Chadha and her team wrote in a report on Monday: “We expect the steady strong momentum to continue until 2025, and the earnings per share growth rate will remain low in double digits.”
According to Chadha, earnings per share of S&P 500 companies are expected to grow 11% to $253 in 2024, in line with the typical growth rate outside of a recession. By 2025, this figure could rise to $282. But he added that if global economic growth returns to the upper limit of the historical range, earnings growth could rise 17%, bringing S&P's earnings per share to a maximum of $295.
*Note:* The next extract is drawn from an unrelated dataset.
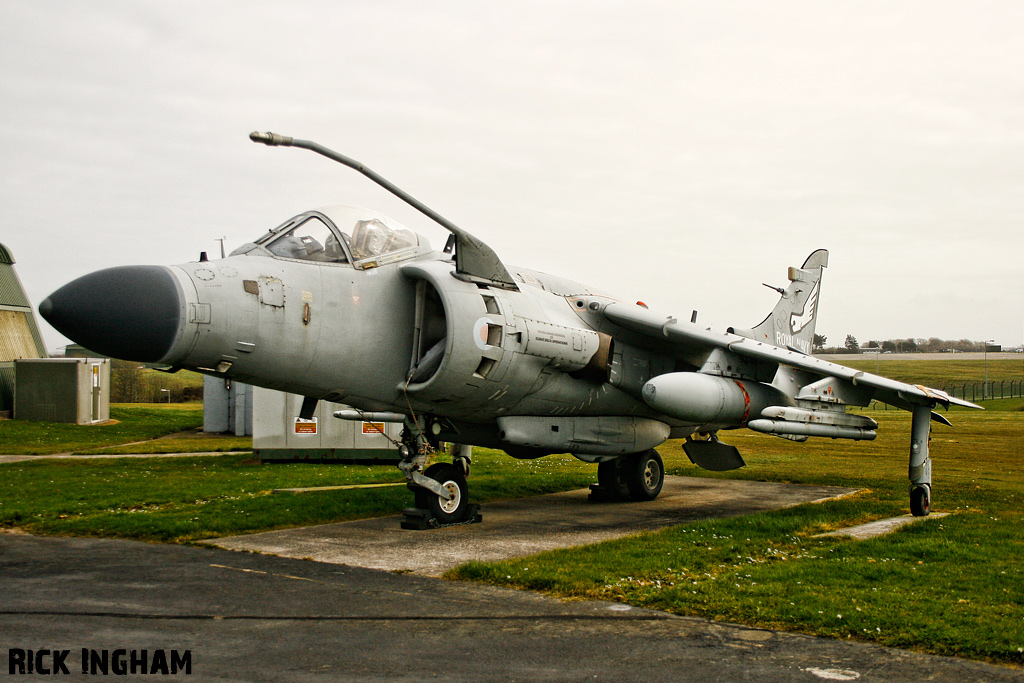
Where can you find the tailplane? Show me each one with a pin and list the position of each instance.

The US stock market has continued to prosper for two years and has formed a huge valuation gap with the rest of the world. The current expected price-earnings ratio of the S&P 500 index is about 24 times. This is a new high since the outbreak of the epidemic, close to the highest record during the tech bubble. However, Chadha said the overvaluation is reasonable and the range is likely to expand further, citing higher-than-trending earnings growth and payout rates over the past 10 years. Growing buybacks and equity flows have also played a supporting role.
Although Trump may implement policies that have both positive and negative effects on economic growth, the sequencing of policies will be critical. The strategist said this may be similar to Trump's previous term, when tax cuts and deregulation came first, followed by tariffs, and added that economic growth may still be a top priority.
“We think every aspect of the economic cycle is yet to come,” Chadha wrote. The factors he mentioned include a shift from inventory removal to inventory replenishment, a recovery in capital spending outside of the tech sector, and a recovery in manufacturing. It also indicates rising consumer and business confidence, and a rebound in capital markets and M&A activity.